Highly Available Web Application (LAMP)

apache-2.2high-availabilitylamp

I work for a small company who provides a web application for thousands of users. Earlier this year they had one server hosted one company. We recently acquired another server in a different location with the hopes of one day making this a redundant failover machine. I understand what to do with the mysql replication, I plan on using a master-master replication setup, and rsync to sync the scripts and files, however I am at a stand still about how to configure the fail-over. Ideally I would like the two machines to accept requests, like a round robin dns, however if one machine goes down I do not want requests to go that machine. All of the solutions I am come across assumes high availability of servers in the same location, these servers are in two completely different locations with different public ip address. Any help would be great. Thanks

Best Answer

Typically, heartbeat (pacemaker) or MMM is used to manage an IP resource that would fail over dynamically. For that to work effectively, you need to share the same network segment.
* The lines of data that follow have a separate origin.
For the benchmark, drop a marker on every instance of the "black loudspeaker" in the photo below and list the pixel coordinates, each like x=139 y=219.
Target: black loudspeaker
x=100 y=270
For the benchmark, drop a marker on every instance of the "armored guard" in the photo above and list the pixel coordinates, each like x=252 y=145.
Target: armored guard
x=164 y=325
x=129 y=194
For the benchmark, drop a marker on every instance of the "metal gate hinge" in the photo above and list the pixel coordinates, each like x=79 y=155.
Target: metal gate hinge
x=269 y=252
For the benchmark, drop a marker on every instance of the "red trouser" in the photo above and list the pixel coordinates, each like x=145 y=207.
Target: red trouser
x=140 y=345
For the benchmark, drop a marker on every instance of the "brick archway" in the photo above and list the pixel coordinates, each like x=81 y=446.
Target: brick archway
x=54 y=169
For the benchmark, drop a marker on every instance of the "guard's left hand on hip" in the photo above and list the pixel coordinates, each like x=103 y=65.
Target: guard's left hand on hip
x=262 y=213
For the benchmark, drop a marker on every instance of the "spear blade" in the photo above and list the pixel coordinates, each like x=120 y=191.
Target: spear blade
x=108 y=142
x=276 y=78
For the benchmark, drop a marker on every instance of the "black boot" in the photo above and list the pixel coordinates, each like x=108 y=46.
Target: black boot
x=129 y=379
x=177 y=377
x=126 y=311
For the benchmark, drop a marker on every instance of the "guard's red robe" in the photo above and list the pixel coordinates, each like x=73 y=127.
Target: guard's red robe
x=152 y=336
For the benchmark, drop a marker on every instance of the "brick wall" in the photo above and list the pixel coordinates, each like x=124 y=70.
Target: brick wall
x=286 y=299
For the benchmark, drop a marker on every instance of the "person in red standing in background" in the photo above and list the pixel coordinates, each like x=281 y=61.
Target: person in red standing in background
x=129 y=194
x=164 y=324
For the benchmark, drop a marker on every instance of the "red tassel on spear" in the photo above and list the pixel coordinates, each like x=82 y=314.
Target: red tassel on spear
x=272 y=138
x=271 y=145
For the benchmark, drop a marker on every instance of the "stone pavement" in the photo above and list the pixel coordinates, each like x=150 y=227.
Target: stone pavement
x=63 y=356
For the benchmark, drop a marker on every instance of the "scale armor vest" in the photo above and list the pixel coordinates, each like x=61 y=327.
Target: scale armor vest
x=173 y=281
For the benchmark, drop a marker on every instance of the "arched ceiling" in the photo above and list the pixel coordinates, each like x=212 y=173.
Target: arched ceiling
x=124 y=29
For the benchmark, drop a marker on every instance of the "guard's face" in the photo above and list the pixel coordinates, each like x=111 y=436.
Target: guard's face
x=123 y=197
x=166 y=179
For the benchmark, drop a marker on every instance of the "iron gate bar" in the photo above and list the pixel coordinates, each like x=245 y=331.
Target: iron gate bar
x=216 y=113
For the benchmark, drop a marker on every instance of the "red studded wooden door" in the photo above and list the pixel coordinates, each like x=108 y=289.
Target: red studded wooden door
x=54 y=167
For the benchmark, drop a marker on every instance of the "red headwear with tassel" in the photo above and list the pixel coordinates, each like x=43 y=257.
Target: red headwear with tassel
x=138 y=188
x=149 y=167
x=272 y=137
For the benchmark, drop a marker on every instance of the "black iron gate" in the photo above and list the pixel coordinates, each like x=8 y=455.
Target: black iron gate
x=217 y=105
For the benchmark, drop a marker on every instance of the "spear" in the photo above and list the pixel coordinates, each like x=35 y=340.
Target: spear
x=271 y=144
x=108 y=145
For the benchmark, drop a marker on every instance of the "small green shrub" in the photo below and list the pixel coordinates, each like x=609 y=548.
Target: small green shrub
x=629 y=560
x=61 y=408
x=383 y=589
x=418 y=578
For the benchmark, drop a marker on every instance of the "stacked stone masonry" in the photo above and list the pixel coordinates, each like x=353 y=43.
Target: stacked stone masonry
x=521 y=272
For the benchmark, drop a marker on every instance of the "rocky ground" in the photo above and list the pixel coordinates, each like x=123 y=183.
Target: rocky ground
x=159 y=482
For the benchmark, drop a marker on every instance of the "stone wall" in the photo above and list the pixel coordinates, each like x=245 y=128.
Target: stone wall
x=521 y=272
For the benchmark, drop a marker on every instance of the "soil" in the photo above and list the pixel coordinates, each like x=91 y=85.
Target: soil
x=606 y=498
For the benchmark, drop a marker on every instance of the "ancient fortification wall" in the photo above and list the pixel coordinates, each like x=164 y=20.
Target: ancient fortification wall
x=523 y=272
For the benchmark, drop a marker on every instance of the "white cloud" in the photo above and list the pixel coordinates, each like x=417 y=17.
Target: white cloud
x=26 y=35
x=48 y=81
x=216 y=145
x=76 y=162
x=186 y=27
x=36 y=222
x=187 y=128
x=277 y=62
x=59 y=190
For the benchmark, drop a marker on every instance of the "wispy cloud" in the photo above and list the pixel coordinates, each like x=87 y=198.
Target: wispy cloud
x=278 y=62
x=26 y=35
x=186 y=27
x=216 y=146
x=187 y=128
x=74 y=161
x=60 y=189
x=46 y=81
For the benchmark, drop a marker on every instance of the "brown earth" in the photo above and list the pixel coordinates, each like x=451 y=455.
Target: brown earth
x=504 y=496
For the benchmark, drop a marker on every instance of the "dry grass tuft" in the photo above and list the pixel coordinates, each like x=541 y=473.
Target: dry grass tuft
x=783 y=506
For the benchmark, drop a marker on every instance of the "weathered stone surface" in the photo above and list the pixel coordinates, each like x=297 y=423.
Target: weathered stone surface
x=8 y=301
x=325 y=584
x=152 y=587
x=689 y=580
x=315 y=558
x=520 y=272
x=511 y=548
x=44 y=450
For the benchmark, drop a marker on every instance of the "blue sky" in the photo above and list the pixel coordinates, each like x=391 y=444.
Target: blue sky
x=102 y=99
If the servers are not in the same physical space, even having two disparate Internet links for monitoring is more fallible than one of the links being a several foot serial cable.

You will need to measure the risk and prioritize based on your needs. What's your top priority? Availability or data integrity? If data integrity is not a priority, you could potentially failover automatically, but you still risk partitioning. The CAP theorem explores this in greater detail.

It's generally not advised to write to both master servers at the same time, as there can be id conflicts. You can configure an offset but this is something that needs to be considered with your entire architecture in context.

Based on what I know from what you described, I'd probably lean towards data integrity. I'd setup dual master, only write to one master IP from your application. In case of failure on your primary, I would have the manual failover procedure be to repoint the Web application to the secondary db.

If you insisted on automatically failover, you could write a script that would consider more than two failure points and you could minimize the data risk with the additional logic. This architecture is substantially more complicated, however, and you would have to design some of it yourself.

There's a variety of technologies available between MySQL clustering (NDB) and Google's patches but nothing completely eliminates the CAP theorem.